Una
panorámica
Gardel
y la novela uruguaya
El
libro de más de mil páginas editado por Alfaguara,
revela aspectos polémicos y desconocidos de uno de los más
grandes mitos populares del Río de la Plata
ALFREDO
ALZUGARAT
VENCEDOR DE LA MUERTE y del olvido, el nombre de Carlos Gardel parece
adquirir mayor fuerza a medida que el tiempo transcurre. Convertido
en mito incuestionable, lugar común en el imaginario colectivo
rioplatense, junto a su voz y a su imagen perdura la leyenda, el
sabor agrio de su fin, el misterio de su origen. El Morocho del
Abasto, el Zorzal criollo, el Mudo, el Troesma, el Mago, los numerosos
apodos que eslabonaron su vida, continúan siendo hoy motivo
de invocación y de añoranza.
Si bien más
de una vez ha surgido la pregunta sobre el porqué del mito
toda indagación significó siempre volver a él,
reforzarlo, enriquecerlo, como si se tratara de un círculo
cerrado que tiene por única respuesta la blancura de la sonrisa
del gran cantante o la elegancia de su gacho gris apenas inclinado.

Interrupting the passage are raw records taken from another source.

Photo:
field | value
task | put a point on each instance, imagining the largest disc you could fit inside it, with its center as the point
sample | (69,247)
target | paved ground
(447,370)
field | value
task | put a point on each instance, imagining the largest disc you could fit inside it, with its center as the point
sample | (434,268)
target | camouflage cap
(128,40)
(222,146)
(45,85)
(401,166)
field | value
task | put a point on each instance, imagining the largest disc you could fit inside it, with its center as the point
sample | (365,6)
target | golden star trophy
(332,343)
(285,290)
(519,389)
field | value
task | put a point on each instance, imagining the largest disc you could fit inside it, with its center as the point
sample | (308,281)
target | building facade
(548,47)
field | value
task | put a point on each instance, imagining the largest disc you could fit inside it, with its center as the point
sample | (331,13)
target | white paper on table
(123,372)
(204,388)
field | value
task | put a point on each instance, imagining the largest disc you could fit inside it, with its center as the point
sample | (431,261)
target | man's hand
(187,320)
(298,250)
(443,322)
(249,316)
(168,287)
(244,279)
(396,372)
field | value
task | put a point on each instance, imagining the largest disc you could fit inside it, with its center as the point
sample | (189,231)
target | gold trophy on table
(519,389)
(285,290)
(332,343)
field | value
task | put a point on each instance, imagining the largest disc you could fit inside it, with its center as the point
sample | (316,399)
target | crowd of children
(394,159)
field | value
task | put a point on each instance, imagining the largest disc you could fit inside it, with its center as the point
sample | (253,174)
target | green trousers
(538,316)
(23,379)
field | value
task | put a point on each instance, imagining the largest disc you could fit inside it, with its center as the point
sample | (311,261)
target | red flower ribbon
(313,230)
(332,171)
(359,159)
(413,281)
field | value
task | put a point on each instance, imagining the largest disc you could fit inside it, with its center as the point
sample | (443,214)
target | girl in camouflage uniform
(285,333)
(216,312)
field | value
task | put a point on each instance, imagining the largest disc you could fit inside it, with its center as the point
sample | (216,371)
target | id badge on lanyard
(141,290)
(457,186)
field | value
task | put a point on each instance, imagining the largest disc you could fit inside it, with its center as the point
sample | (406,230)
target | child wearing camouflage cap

Hoy, sólo en Uruguay, una emisora irradia sus canciones todas
las horas pares de cada día, los escolares pueden hallar
en sus textos de enseñanza una foto y una leyenda que recuerda
cuando el tránsito se paralizó frente a Radio Carve,
la única emisora uruguaya donde Gardel cantó en vivo.
La década
de los noventa aportó como novedad una ficcionalización
de su figura como jamás había sucedido. Año
a año se han acumulado casi una decena de novelas donde Gardel
ya no es sólo un pedestal de bronce o la vieja fotografía
de Silva, sino un personaje echado a andar, hombre y dios, héroe
y antihéroe. A todas ellas las une el intento de explicar
su inmortalidad, a más de sesenta años de su desaparición
y el deseo de exponer una visión personal del hombre y del
mito, aunque no faltan los intentos de desacralización o
de parodia así como la atracción que ejerce el pasado
sobre mucha narrativa actual.
LA VUELTA AL
TERRUÑO. En Tacuarembó esquina Carlos Gardel (de Iris
Sclavo) Charles Romuald, el hijo verdadero de Berthe Gardés,
retorna a Tacuarembó hacia los años cincuenta. Lo
impulsa el deseo de reconocerse como persona, de conocer el lugar
de origen y ahondar en la vida de Carlos Gardel para hallar su propia
identidad. Allí trabará amistad con un grupo de personajes
típicos del lugar, entre los cuales, solapadamente, se halla
el propio autor. La acción transcurre entre encuentros, reuniones
y asados campestres que subrayan la vida solidaria y apacible de
una ciudad del interior. Será recibido como uno más
y asumirá a Tacuarembó como el lugar ideal para vivir,
el sitio propio donde es posible acceder a la plenitud y al amor.
La tesis de
la que parte Sclavo, compartida por algunos gardelólogos,
dice que Charles Romuald no murió en la primera contienda
mundial como se ha creído, sino que, acicateado por necesidades
económicas, fue obligado a abandonar su nombre a cambio de
una pensión de guerra. Quedaba así libre de obstáculos
el camino para adjudicar su personalidad a Carlos Gardel. Luego,
como se verá, un testamento podría afirmar que éste
era francés, nacido en Toulouse en 1890. La vuelta a Tacuarembó
de Charles Romuald y la solución a tan espinoso punto, enfervorizada
polémica de uruguayos y argentinos durante décadas,
da la oportunidad al autor de desarrollar temas universales como
el del doble, la búsqueda de la identidad, el retorno al
origen. Lo intentará a través de un estilo coloquial
(el narrador es un peluquero, siempre al tanto de cuanto sucede)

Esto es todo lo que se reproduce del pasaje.